In this document, we will simulate a typical exercise of pulling data from a sqlite database and manipulating them in R. We will first create 3 tables in a sqlite database and then query them. We will follow the below steps:
To facilitate this exercise, we will use three .csv datasets saved on github. Both of these three datasets are based on fictitious data.
The overall goals of this exercise are:
We will first load a few helper libraries and the three datasets from github: customers, calls, and sales. The customers dataset has a list of all of our customers with their phone numbers and state of birth. The calls dataset has the number of calls by phone number and duration of calls. The sales dataset has our company’s sales to each customer.
library(DBI)
library(RSQLite)
library(tidyverse)
customers = read.csv("https://raw.githubusercontent.com/mugishajean/merge-data/master/Customers.csv")
head(customers)
## Phone Fname Lname State
## 1 5553334444 FirstName1 LastName1 CA
## 2 5553334445 FirstName2 LastName2 NY
## 3 5553334446 FirstName3 LastName3 NJ
## 4 5553334447 FirstName4 LastName4 CA
## 5 5553334448 FirstName5 LastName5 NC
## 6 5553334449 FirstName6 LastName6 FL
calls = read.csv("https://raw.githubusercontent.com/mugishajean/merge-data/master/calls.csv")
head(calls)
## Phone Calls Minutes
## 1 555-333-4444 3 20
## 2 (555) 333 4445 4 30
## 3 5553334446-xxx 5 40
## 4 (555)3334447 6 50
## 5 555)3334448 7 60
## 6 (555)3334449 8 70
sales = read.csv("https://raw.githubusercontent.com/mugishajean/merge-data/master/sales.csv")
head(sales)
## Product Category Name Sales
## 1 apple Fruit LastName1, FirstName1 1000
## 2 banana Fruit LastName6, FirstName6 400
## 3 strawberry Fruit LastName4, FirstName4 100
## 4 TV Equipment LastName5, FirstName5 10000
## 5 Radio Equipment LastName6, FirstName6 6000
## 6 Table Furniture LastName7, FirstName7 2100
Notice above the extra characters in calls phone numbers. We will need to transform them in order to merge calls with other datasets.

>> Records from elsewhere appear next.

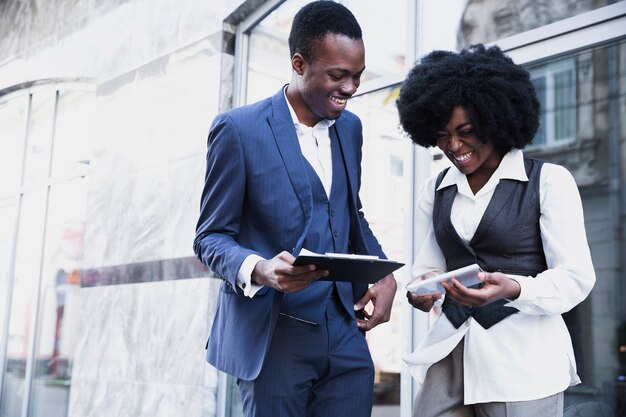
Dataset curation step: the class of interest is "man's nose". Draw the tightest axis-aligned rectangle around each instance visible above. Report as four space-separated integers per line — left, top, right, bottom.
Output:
341 80 359 96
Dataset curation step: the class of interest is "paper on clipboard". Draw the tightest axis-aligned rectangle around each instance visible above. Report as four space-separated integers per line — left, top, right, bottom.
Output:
406 264 482 295
293 249 404 284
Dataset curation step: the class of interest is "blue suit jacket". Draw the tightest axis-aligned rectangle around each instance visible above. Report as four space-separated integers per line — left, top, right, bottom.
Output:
194 88 384 380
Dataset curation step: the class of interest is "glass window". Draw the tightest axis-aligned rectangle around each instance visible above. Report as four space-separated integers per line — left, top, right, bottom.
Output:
348 85 413 415
0 189 46 417
454 0 615 49
0 198 17 369
52 91 95 178
527 39 626 417
29 178 86 417
0 94 28 196
529 59 576 146
24 90 56 186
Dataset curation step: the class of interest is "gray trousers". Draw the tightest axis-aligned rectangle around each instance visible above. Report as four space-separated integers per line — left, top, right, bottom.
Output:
413 340 563 417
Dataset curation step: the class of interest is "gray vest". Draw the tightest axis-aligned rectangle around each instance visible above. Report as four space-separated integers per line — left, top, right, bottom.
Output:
433 158 547 329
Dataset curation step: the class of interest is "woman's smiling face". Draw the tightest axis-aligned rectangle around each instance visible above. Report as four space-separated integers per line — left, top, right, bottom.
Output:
436 106 503 189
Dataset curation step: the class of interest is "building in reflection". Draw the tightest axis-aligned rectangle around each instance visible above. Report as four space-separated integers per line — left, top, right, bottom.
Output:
0 0 626 417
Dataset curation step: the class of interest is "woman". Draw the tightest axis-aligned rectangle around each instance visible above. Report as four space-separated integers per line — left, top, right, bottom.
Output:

We will now create a sqlite database called ourcompany and save the three datasets.
createDB <- dbConnect(RSQLite::SQLite(), "ourcompany.sqlite")
dbWriteTable(createDB, "customers", customers)
dbWriteTable(createDB, "calls", calls)
dbWriteTable(createDB, "sales", sales)
dbListTables(createDB)
## [1] "calls" "customers" "sales"
Now that we have created the sqlite database, we can move on to querying the tables. We will load all observations in R.
mysales = dbGetQuery(createDB, 'SELECT * FROM sales')
mycustomers = dbGetQuery(createDB, 'SELECT * FROM customers')
mycalls = dbGetQuery(createDB, 'SELECT * FROM calls')
We will now proceed to transform the data and get the top 3 customers based on total sales.
mysales = mysales %>%
group_by(Category, Name) %>%
summarise(Totalsales = sum(Sales)) %>%
top_n(n=-1, wt = Name)
mysales
## # A tibble: 3 x 3
## # Groups: Category [3]
## Category Name Totalsales
## <chr> <chr> <int>
## 1 Equipment LastName1, FirstName1 31642
## 2 Fruit LastName1, FirstName1 1000
## 3 Furniture LastName5, FirstName5 7654
In order to merge with customers, we need to format the names so that they match sales. We will create a new column Name
mycustomers = mycustomers %>%
mutate(Name = paste(Lname, Fname, sep = ", "))
Next, we will remove the extra characters in calls:
mycalls = mycalls %>%
mutate(Phone = as.numeric(gsub("[-()x\\[:space:]]", "", Phone)))
head(mycalls)
## Phone Calls Minutes
## 1 5553334444 3 20
## 2 5553334445 4 30
## 3 5553334446 5 40
## 4 5553334447 6 50
## 5 5553334448 7 60
## 6 5553334449 8 70
Finally, we can merge sales and customers by Name and calls by Phone
mytop = left_join(mysales, mycustomers[, c(1,4,5)], by = "Name") %>%
left_join(mycalls, by="Phone")
mytop
## # A tibble: 3 x 7
## # Groups: Category [?]
## Category Name Totalsales Phone State Calls Minutes
## <chr> <chr> <int> <dbl> <chr> <int> <int>
## 1 Equipment LastName1, FirstName1 31642 5553334444 CA 3 20
## 2 Fruit LastName1, FirstName1 1000 5553334444 CA 3 20
## 3 Furniture LastName5, FirstName5 7654 5553334448 NC 7 60
In this document, we sought to demonstrate how to create a simple sqlite database and query data from it. We also show how to clean phone numbers and to get the top 3 customers.